O navio Aquarius, que em junho andou à deriva durante dias à espera de autorização para atracar com centenas de migrantes a bordo, volta a fazer um pedido aos governos europeus para que lhe concedam um porto seguro onde desembarcar. Desta vez, o Aquarius, operado pelas Organizações Não-Governamentais SOS Mediterranee e Médicos Sem Fronteiras (MSF), transporta 141 pessoas que resgatou do mar na sexta-feira, perto da costa da Líbia.

A SOS Mediterranee e os MSF fizeram este domingo um pedido aos executivos europeus e às autoridades marítimas dos países costeiros para que lhes seja concedida autorização para atracar num porto europeu. “As duas organizações pedem aos governos europeus que determinem um local em segurança próximo, sem demoras, cumprindo a Lei Internacional Marítima, para que as pessoas resgatadas no mar possam desembarcar e o Aquarius possa continuar a prestar assistência humanitária que é urgente e necessária”, pode ler-se no comunicado divulgado pelos MSF.

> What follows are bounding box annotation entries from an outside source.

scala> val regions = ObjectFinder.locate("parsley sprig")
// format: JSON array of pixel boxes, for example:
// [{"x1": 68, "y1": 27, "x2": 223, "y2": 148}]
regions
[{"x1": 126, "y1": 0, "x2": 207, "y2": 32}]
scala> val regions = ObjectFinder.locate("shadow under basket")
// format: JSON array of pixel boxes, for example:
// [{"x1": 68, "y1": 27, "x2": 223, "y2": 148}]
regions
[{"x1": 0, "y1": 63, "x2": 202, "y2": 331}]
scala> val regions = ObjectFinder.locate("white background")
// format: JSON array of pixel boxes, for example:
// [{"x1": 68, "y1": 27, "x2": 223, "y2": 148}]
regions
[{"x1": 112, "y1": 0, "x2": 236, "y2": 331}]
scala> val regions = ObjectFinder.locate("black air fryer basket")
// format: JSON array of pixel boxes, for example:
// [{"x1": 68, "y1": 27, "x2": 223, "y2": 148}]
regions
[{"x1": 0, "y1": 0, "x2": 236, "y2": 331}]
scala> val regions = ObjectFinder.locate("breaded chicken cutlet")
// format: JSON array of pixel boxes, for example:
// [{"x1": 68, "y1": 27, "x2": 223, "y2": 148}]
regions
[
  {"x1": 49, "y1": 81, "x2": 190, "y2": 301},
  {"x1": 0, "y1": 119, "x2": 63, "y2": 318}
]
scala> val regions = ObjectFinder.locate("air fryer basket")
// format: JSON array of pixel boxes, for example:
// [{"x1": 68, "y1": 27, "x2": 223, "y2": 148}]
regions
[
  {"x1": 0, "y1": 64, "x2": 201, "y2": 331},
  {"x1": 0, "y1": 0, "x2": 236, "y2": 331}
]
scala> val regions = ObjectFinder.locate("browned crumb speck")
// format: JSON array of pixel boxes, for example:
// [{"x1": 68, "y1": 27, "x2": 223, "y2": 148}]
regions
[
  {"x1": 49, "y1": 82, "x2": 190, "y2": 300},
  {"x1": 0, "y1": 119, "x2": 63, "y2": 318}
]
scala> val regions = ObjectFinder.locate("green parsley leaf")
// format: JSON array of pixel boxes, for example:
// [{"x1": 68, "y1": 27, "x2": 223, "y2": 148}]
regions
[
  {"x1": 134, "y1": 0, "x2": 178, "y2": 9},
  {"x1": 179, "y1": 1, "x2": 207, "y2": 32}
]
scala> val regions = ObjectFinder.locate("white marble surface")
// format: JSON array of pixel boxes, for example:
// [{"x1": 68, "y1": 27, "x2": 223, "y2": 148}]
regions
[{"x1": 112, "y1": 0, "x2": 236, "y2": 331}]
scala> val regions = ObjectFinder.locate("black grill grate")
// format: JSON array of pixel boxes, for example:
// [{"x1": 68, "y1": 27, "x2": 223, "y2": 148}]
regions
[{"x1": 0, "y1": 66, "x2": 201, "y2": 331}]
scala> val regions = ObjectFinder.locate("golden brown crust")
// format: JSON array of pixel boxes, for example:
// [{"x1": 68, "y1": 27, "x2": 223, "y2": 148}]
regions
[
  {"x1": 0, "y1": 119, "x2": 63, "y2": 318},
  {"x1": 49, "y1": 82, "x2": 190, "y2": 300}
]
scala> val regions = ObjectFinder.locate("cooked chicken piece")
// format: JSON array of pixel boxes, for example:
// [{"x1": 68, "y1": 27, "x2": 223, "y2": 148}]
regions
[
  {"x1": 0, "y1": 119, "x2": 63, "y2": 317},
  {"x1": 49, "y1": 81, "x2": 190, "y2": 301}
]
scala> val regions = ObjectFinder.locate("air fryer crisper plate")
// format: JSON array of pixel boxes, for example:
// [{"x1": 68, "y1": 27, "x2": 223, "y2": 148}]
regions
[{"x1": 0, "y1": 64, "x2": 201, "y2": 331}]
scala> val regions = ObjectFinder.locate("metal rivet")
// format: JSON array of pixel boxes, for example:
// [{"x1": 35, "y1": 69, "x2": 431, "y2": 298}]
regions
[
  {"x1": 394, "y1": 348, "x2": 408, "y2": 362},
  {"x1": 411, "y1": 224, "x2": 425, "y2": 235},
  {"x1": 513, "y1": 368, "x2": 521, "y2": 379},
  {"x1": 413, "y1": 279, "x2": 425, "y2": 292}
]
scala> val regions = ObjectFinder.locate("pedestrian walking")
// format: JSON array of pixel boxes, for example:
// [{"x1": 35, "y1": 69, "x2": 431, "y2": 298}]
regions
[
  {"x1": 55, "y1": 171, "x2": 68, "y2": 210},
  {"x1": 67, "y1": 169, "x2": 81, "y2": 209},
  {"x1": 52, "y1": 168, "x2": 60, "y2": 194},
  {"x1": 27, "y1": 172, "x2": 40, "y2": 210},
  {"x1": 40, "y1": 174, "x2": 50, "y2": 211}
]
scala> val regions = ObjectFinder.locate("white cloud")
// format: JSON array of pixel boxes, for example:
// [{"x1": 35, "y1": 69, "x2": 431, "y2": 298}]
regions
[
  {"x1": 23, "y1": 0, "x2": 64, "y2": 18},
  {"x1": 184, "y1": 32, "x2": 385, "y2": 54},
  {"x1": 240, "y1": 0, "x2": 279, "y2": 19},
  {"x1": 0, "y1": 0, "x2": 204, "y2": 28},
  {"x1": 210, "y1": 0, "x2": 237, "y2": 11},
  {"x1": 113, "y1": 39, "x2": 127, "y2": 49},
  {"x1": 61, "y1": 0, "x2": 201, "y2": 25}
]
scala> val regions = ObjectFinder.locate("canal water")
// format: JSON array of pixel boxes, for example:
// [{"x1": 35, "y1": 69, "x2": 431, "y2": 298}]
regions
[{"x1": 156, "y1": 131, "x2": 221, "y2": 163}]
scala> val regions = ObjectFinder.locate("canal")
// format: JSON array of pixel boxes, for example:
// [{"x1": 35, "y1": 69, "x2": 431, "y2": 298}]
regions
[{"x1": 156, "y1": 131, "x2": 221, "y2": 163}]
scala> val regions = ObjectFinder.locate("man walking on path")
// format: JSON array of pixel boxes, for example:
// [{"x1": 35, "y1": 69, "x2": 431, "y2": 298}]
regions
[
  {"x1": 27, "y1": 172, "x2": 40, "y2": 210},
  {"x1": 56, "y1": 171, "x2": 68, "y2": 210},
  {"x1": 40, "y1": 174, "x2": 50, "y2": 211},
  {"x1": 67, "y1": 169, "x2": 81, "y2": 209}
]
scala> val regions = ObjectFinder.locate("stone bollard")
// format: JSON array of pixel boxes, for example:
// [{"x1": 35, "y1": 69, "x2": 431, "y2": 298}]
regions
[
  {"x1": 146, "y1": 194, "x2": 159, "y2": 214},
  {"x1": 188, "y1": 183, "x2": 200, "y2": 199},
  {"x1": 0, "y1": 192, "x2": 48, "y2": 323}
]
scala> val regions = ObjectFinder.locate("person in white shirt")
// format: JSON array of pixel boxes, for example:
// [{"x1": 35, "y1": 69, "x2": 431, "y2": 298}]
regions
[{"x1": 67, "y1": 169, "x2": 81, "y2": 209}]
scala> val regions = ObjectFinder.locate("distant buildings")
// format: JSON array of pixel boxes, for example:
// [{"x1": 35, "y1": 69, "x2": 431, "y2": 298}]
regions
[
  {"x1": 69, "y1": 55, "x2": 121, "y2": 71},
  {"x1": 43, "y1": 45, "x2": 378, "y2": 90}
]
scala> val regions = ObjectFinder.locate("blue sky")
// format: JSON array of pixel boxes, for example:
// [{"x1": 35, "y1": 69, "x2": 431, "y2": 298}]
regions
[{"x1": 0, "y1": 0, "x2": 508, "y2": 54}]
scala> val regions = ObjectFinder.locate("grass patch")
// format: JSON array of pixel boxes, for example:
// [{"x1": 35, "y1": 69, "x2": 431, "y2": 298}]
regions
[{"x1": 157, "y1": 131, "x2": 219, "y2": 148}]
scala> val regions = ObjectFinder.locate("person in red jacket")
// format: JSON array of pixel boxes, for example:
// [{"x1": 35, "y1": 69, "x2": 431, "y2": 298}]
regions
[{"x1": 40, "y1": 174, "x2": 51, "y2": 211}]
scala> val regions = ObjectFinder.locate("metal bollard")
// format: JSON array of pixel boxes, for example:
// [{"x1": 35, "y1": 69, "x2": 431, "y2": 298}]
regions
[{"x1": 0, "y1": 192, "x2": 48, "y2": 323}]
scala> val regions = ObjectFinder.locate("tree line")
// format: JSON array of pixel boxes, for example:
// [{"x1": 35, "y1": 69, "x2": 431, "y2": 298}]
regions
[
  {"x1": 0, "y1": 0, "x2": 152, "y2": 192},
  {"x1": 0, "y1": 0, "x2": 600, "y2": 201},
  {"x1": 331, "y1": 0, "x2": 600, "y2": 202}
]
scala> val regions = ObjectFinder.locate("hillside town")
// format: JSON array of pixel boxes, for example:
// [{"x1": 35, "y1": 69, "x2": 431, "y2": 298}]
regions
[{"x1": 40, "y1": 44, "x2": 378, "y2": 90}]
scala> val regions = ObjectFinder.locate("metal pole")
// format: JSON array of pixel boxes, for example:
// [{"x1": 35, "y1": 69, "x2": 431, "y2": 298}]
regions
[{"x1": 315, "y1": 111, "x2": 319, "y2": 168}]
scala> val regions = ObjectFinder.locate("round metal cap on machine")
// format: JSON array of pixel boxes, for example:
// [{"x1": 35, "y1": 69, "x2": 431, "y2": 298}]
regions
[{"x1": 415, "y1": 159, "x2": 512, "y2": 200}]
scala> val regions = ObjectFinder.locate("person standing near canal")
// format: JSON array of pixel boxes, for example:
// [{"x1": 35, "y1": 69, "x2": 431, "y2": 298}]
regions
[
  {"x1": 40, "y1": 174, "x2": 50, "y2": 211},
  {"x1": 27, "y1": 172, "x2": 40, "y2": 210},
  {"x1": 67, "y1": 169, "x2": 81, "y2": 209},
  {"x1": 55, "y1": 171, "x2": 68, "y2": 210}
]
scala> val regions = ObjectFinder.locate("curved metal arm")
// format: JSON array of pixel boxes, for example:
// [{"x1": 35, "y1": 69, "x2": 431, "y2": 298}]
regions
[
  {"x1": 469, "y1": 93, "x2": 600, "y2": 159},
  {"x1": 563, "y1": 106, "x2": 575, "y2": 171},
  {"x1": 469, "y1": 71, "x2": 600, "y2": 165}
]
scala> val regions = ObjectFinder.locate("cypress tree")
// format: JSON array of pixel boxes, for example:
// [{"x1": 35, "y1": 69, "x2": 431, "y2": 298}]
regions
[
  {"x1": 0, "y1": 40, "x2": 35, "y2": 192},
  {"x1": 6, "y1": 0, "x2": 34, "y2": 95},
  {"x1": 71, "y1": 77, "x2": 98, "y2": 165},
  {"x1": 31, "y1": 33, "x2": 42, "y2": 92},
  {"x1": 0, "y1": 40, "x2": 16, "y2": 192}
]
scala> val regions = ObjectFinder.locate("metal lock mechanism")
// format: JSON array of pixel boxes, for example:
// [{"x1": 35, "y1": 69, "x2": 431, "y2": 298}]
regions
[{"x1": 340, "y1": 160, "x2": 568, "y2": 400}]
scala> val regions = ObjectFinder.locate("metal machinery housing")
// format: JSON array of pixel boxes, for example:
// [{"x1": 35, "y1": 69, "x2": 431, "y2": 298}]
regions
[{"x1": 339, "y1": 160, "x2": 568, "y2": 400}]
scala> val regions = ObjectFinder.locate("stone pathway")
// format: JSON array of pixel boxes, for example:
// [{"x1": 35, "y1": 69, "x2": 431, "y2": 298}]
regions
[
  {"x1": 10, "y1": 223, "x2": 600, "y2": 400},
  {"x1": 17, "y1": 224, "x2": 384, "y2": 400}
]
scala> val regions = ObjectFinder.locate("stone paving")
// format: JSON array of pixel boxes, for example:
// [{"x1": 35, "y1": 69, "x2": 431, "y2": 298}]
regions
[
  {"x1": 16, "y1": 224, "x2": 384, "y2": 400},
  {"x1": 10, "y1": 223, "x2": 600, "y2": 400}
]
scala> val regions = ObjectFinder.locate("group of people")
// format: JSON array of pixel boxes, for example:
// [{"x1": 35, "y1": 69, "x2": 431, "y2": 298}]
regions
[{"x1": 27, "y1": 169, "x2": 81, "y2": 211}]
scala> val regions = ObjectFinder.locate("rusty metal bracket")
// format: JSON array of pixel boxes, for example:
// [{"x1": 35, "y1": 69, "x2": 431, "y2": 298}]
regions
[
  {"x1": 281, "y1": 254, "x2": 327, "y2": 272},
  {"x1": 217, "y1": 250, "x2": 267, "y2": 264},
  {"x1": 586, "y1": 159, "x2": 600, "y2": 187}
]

O navio efetuou dois resgates na passada sexta-feira ao largo da Líbia. Dos 141 migrantes resgatados, 67 são menores que viajavam sozinhos. Segundo o El País, outros seis menores viajavam com pelo menos um dos progenitores. A SOS e os MSF dizem que mais de 70% das pessoas resgatadas vêm da Somália e da Eritreia, países com alguns dos piores índices de respeito pelos direitos humanos do mundo.

As autoridades líbias comunicaram ao Aquarius que “não poderia oferecer um lugar seguro” e aconselhou o navio a procurar outro porto de abrigo. As ONG que operam o barco dizem que contactaram as autoridades em Itália, Malta e Tunísia, mas não obtiveram autorização para atracar.

Os grupos resgatados comunicaram ao Aquarius que encontraram cinco barcos quando estavam à deriva no Mediterrâneo, mas que nenhum lhes prestou auxílio.

“Parece que o próprio princípio de prestar ajuda a pessoas que estão em dificuldades no mar está agora em risco”, declarou Aloys Vimard, coordenador do MSF a bordo do Aquarius. “Os navios podem não mostrar disponibilidade para responder a estes pedidos devido ao risco elevado de ficar apeado e de não lhe ser concedido um porto de abrigo.”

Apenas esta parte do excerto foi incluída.